This species makes excellent cut flowers. Cut flowers, whether purchased from the florist or cut from your own garden, will last much longer in the vase if the vase been cleaned with hot soapy water to eliminate bacteria and fungi and then rinsed thoroughly. Normally one would remove lower leaves from the stem so there will be none in the vase water, but Agapanthus have beautiful long, leafless stalks, making it an ideal flower for the vase.

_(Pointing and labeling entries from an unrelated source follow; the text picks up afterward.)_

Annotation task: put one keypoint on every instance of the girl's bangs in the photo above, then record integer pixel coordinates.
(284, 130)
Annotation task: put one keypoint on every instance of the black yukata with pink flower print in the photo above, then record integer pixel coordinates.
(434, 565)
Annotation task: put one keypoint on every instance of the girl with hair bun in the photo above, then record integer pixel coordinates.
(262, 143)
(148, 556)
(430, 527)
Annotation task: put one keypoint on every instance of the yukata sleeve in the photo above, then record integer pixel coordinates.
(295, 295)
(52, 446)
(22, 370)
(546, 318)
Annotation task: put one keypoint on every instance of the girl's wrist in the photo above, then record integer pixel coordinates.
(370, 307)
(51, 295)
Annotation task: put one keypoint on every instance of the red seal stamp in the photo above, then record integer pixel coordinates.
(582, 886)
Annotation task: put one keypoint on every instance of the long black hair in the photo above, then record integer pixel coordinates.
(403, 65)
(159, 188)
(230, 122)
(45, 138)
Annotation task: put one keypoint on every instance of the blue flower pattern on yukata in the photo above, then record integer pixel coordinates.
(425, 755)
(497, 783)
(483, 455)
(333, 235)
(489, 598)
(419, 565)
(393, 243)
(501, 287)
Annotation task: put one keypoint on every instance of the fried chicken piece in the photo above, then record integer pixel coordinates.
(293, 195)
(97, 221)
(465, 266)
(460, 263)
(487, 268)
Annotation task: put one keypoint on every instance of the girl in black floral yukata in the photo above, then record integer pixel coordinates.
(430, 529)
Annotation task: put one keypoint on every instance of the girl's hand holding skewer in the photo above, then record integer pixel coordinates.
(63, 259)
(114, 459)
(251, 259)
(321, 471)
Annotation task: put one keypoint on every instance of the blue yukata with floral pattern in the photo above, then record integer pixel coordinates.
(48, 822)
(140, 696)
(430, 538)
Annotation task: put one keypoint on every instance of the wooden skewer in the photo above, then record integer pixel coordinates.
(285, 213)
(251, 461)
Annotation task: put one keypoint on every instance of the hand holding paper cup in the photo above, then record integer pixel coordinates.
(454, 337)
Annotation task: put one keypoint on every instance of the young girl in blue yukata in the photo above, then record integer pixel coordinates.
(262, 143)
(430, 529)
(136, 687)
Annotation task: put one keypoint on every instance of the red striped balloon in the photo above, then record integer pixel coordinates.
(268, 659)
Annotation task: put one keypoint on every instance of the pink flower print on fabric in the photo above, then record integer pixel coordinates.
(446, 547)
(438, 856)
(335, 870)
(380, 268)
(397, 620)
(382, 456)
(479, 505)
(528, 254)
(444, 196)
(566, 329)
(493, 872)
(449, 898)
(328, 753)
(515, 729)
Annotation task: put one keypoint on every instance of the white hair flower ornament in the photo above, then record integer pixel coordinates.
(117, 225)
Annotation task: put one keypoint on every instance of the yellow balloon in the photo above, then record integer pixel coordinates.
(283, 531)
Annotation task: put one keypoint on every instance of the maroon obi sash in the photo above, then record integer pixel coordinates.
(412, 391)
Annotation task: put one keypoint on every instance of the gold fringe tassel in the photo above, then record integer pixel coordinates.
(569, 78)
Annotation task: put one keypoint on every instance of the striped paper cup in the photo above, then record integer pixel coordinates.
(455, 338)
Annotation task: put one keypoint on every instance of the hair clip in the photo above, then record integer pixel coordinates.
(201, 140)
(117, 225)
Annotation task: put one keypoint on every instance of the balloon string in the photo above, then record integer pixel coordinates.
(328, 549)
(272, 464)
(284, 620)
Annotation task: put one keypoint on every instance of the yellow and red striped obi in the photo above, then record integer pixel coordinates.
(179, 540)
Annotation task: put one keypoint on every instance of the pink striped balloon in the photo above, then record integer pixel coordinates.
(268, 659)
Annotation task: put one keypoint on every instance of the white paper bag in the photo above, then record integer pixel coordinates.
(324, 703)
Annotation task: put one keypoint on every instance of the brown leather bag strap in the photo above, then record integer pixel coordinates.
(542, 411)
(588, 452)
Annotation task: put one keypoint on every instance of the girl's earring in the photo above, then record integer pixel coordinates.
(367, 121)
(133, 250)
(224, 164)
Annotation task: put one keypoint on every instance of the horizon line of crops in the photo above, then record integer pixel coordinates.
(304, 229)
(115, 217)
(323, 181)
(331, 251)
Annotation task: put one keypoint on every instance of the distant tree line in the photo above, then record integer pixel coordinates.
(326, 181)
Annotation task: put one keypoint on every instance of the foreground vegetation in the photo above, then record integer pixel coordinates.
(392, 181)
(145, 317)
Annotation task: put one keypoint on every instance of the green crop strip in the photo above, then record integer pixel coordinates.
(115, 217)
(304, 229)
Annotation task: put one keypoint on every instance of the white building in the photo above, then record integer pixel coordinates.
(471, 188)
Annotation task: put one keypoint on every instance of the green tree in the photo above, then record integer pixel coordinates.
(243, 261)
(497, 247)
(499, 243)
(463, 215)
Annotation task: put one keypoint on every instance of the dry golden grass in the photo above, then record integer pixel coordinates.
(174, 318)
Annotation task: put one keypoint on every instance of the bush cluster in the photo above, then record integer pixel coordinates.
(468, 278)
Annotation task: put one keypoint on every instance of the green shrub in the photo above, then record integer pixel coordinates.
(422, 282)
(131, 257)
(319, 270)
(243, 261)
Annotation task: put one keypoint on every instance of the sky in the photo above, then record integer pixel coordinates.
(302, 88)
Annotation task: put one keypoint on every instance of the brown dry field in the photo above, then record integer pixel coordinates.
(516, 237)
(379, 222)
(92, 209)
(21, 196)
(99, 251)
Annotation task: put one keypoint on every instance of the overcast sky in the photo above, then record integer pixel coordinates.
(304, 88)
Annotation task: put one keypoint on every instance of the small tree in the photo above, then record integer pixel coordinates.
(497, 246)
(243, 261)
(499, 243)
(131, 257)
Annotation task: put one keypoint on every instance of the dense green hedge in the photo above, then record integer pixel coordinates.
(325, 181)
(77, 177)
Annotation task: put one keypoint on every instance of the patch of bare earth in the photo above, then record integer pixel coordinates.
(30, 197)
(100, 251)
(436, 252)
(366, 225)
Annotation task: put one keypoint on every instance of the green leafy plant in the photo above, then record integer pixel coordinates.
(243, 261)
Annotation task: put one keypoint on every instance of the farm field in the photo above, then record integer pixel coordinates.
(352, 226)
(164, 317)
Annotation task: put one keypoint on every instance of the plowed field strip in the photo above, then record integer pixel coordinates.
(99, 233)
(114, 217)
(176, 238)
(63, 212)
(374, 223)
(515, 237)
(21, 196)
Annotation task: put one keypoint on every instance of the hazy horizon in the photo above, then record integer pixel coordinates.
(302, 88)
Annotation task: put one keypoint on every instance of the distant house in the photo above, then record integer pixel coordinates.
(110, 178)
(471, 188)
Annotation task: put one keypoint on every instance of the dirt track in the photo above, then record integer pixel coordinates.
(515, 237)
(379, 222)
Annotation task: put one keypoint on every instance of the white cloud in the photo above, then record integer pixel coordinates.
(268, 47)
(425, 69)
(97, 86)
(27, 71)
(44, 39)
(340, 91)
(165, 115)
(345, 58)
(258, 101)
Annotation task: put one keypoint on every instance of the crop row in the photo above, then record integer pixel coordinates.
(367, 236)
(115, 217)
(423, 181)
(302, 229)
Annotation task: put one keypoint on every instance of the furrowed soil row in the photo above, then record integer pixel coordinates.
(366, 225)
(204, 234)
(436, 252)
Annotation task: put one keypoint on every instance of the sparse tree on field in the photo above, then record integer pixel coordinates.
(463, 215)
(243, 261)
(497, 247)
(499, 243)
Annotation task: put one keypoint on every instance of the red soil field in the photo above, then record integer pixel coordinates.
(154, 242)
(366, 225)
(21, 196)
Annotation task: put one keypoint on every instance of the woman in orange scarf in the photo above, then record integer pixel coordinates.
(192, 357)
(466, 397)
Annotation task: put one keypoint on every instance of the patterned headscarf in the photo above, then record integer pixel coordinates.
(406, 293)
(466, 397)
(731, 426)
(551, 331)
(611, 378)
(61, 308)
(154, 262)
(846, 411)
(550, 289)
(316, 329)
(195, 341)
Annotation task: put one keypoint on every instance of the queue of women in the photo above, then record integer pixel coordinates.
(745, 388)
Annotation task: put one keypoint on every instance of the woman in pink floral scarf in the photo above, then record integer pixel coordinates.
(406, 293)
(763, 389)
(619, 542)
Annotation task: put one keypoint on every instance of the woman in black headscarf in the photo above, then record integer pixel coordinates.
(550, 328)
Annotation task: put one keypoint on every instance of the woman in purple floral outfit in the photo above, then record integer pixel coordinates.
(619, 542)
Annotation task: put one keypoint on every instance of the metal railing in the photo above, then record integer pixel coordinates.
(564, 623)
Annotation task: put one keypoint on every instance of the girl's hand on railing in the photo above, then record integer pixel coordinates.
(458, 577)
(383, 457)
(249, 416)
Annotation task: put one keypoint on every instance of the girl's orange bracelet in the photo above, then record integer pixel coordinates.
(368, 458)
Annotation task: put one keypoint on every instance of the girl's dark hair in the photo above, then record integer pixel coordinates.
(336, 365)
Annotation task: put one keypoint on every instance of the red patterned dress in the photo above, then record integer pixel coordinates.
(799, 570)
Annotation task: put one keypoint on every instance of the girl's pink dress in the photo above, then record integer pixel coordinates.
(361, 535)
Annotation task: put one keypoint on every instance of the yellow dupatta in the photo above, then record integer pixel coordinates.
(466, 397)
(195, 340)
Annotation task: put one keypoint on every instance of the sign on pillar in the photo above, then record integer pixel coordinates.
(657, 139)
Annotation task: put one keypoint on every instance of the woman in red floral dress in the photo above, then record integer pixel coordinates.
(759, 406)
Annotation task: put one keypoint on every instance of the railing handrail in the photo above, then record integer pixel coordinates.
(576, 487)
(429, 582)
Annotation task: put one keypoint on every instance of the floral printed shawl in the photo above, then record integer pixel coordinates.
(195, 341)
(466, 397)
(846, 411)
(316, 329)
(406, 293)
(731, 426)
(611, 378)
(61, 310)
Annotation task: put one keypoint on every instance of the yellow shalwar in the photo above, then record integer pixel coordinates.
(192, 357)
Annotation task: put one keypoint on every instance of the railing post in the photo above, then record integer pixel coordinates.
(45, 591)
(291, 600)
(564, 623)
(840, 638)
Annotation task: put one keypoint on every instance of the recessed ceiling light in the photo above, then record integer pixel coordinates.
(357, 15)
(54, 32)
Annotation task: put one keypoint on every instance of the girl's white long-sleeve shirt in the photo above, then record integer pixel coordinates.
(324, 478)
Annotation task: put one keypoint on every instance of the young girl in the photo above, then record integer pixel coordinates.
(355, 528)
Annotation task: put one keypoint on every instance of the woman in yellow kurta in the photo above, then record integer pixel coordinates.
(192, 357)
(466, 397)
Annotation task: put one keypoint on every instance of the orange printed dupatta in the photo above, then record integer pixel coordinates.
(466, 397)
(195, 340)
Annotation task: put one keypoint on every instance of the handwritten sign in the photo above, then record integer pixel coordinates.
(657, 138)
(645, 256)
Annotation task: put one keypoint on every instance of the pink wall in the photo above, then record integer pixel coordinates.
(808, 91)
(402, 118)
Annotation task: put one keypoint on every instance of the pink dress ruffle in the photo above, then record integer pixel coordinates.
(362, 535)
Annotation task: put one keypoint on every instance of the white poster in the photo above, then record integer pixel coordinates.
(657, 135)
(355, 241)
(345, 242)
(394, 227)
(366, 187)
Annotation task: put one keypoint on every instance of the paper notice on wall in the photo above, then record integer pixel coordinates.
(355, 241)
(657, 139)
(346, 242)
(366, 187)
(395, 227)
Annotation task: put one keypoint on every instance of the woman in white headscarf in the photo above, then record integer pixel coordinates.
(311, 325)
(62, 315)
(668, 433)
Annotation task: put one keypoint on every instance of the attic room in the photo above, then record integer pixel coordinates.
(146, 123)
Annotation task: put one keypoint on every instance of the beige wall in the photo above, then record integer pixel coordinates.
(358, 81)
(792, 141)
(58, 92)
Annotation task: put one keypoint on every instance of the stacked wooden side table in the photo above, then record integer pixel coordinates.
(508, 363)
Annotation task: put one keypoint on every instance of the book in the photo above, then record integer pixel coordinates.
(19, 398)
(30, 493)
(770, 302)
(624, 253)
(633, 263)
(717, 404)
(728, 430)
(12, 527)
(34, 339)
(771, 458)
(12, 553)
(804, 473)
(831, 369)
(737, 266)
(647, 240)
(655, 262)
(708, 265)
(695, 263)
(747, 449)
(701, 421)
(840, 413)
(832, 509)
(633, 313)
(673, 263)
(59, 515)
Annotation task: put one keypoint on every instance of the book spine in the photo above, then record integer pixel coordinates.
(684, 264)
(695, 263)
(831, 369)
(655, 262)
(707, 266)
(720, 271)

Flowers are living things, and like us they need food for proper growth and healthy colour, especially in a vase, so do se a commercial flower preservative. You can also add 2 tablespoons of lemon juice or bottled "Real Lemon," 1 tablespoon of sugar, and a 1/4 teaspoon of bleach in a quart of warm water. Add another 1/4 teaspoon of bleach to the vase every 4 days.
This evergreen indigenous species comes from the winter rainfall Western Cape and all-year rainfall Eastern Cape and shed a few of their old outer leaves every year and replace them with new leaves from the apex of the growing shoot. The deciduous species comes from the summer rainfall Eastern Cape, KwaZulu-Natal, Swaziland, Free State, Lesotho, Gauteng, Mpumalanga, Limpopo and Mozambique, and grow rapidly in spring with the onset of the rains, and then lose their leaves completely and lie dormant during winter.
Family: Agapanthaceae (Agapanthus family)
Common names: common agapanthus, blue lily (Eng.); bloulelie, agapant (Afr.); isicakathi (Xhosa); ubani (Zulu)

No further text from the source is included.